|
From Sparse to Dense: Spatio-Temporal Fusion for Multi-View 3D Human Pose Estimation with DenseWarper |
Soundness: 2: fair
Presentation: 3: good
Contribution: 3: good
Rating: 4: marginally below the acceptance threshold
Confidence: 4: You are confident in your assessment, but not absolutely certain. It is unlikely, but not impossible, that you did not understand some parts of the submission or that you are unfamiliar with some pieces of related work. |
The paper introduces a novel input design for multi-view, temporal 3D human pose estimation, called sparse interleaved input, which reduces the computational cost compared to methods that use all frames across all camera views. The proposed method uses a diagonal approach to select the input frames (e.g., view 1 at frame 1, view 2 at frame 2, view 3 at frame 3, view 4 at frame 4) to predict the 3D pose of the sequence (3D pose at frame 1, 2, 3, and 4). The paper argues that doing so theoretically can lead to an increased frame rate of N, for N cameras in a system. To process this input, the paper introduces a model called DenseWarper, which first replicates the selected frames across all time-steps to create a dense input space. Then, it uses epipolar geometry to fuse 2D heatmaps across different views. Next, several parallel temporal fusion networks aggregate the information across time and output the 3D human pose. By evaluating the proposed method on two popular benchmarks, the paper shows the effectiveness of the method.
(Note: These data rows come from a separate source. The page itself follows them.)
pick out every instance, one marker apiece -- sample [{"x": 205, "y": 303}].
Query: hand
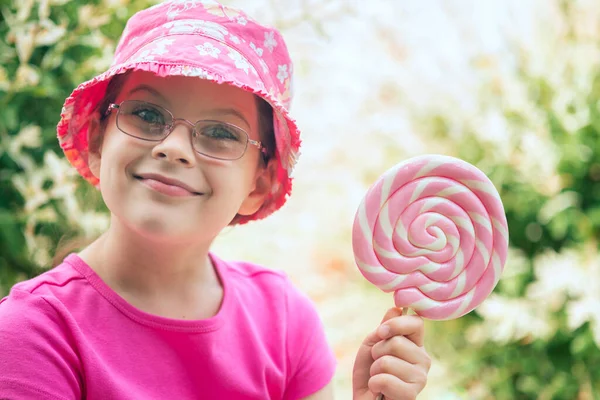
[{"x": 395, "y": 363}]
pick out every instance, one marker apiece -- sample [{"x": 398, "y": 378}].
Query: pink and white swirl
[{"x": 432, "y": 230}]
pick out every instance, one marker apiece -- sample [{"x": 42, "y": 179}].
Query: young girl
[{"x": 188, "y": 132}]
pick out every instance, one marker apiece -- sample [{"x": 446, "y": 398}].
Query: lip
[{"x": 166, "y": 185}]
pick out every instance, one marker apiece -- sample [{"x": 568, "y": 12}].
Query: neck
[{"x": 142, "y": 268}]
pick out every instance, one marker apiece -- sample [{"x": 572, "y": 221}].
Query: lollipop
[{"x": 432, "y": 230}]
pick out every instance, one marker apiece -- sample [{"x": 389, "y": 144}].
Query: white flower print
[
  {"x": 193, "y": 72},
  {"x": 161, "y": 46},
  {"x": 207, "y": 49},
  {"x": 258, "y": 50},
  {"x": 270, "y": 42},
  {"x": 264, "y": 66},
  {"x": 240, "y": 62},
  {"x": 143, "y": 56},
  {"x": 282, "y": 73},
  {"x": 209, "y": 28},
  {"x": 176, "y": 7}
]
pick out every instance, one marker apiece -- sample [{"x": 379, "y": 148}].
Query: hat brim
[{"x": 79, "y": 107}]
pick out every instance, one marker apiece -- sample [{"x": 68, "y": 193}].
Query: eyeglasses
[{"x": 150, "y": 122}]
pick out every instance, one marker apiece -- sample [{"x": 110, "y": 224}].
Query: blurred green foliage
[
  {"x": 549, "y": 214},
  {"x": 48, "y": 47}
]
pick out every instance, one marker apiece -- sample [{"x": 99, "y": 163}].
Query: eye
[
  {"x": 149, "y": 114},
  {"x": 220, "y": 132}
]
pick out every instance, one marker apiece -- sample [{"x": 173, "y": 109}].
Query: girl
[{"x": 188, "y": 132}]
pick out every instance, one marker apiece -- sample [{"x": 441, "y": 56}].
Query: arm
[
  {"x": 310, "y": 360},
  {"x": 37, "y": 359}
]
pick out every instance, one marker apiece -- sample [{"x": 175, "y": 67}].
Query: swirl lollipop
[{"x": 432, "y": 230}]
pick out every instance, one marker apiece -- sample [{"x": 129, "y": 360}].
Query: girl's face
[{"x": 217, "y": 190}]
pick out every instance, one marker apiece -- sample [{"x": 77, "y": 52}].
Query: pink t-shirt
[{"x": 66, "y": 335}]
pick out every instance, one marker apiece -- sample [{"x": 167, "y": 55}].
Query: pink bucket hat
[{"x": 204, "y": 39}]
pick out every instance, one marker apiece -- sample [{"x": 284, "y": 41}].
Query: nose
[{"x": 177, "y": 146}]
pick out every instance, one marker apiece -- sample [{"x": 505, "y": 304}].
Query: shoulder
[
  {"x": 37, "y": 357},
  {"x": 51, "y": 281},
  {"x": 266, "y": 282}
]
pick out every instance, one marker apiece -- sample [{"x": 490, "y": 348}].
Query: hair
[{"x": 266, "y": 128}]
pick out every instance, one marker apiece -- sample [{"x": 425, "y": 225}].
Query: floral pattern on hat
[{"x": 203, "y": 39}]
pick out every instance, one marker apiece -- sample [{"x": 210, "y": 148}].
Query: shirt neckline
[{"x": 171, "y": 324}]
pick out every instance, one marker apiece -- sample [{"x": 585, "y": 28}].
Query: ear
[
  {"x": 95, "y": 135},
  {"x": 261, "y": 191}
]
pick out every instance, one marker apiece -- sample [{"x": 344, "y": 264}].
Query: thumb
[
  {"x": 373, "y": 337},
  {"x": 392, "y": 313},
  {"x": 364, "y": 359}
]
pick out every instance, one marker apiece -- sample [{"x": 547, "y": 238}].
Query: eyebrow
[
  {"x": 217, "y": 111},
  {"x": 149, "y": 89}
]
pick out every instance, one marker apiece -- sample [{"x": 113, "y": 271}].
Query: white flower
[
  {"x": 258, "y": 50},
  {"x": 240, "y": 62},
  {"x": 207, "y": 49},
  {"x": 192, "y": 71},
  {"x": 282, "y": 73},
  {"x": 509, "y": 319},
  {"x": 178, "y": 6},
  {"x": 209, "y": 28},
  {"x": 270, "y": 42},
  {"x": 143, "y": 56},
  {"x": 161, "y": 46},
  {"x": 264, "y": 65}
]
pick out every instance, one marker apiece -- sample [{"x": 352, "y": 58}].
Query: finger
[
  {"x": 400, "y": 347},
  {"x": 403, "y": 370},
  {"x": 393, "y": 388},
  {"x": 375, "y": 336},
  {"x": 392, "y": 313},
  {"x": 410, "y": 326}
]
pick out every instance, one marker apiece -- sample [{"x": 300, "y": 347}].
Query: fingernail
[{"x": 383, "y": 331}]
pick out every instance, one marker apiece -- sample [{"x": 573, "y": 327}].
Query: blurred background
[{"x": 511, "y": 86}]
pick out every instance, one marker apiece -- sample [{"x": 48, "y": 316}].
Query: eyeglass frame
[{"x": 257, "y": 143}]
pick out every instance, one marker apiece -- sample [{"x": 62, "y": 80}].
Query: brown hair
[{"x": 67, "y": 245}]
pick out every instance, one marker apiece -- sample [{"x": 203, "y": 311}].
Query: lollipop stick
[{"x": 404, "y": 312}]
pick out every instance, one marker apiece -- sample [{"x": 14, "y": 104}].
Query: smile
[{"x": 167, "y": 186}]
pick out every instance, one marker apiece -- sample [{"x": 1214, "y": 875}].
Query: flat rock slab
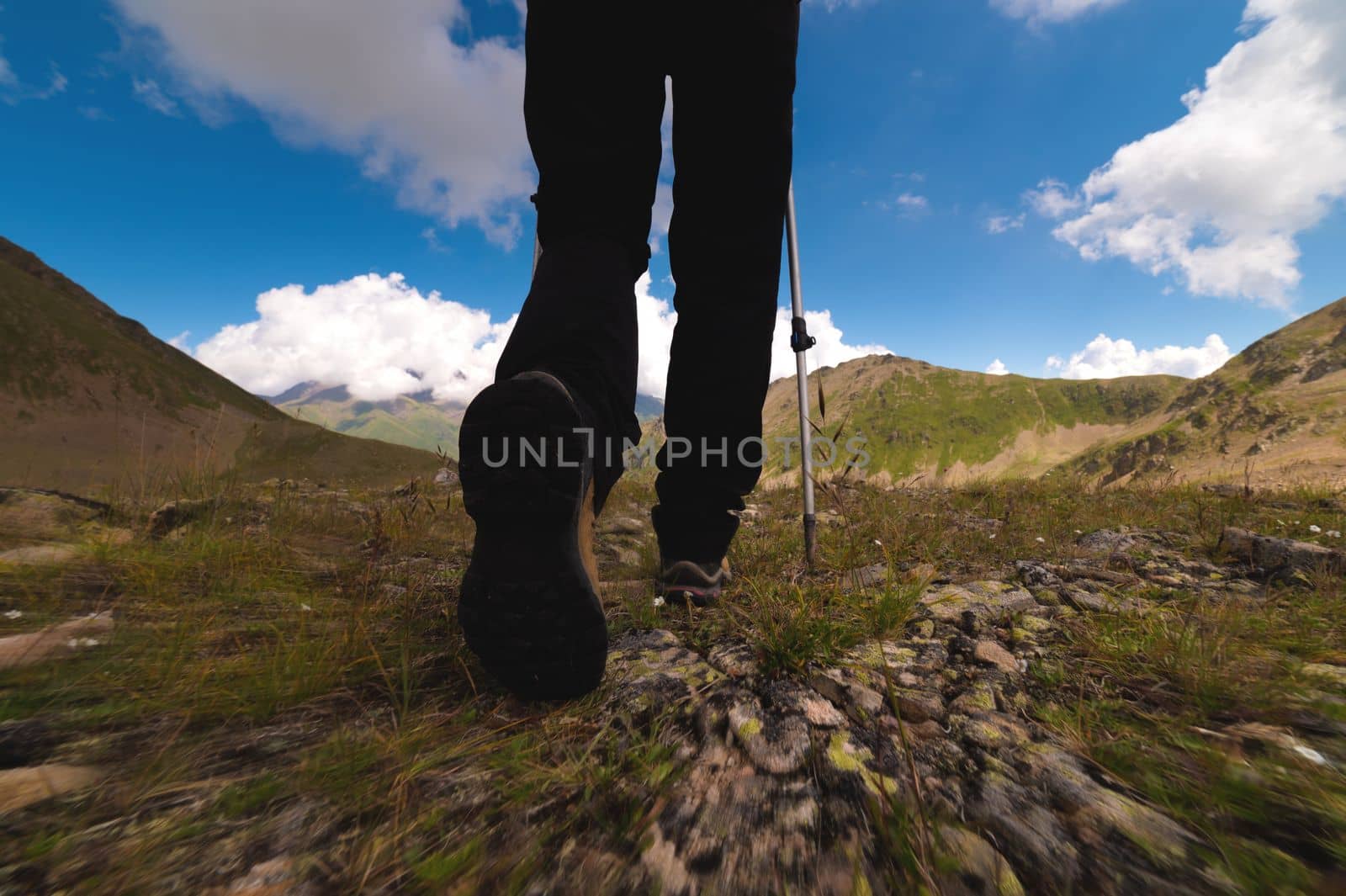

1. The sparse interleaved input idea is a simple, yet effective and novel way to reduce the computational load of multi-view, temporal human pose estimation. The method is somewhat counterintuitive (e.g., using less information leads to better performance), but experimental results support its effectiveness.
2. The computational cost of multi-view, temporal models is an ongoing problem in the pose estimation research, which this paper has addressed.
3. The proposed architecture is sound, and the presentation is clear. The paper is also well-written and uses clear terms to convey its points.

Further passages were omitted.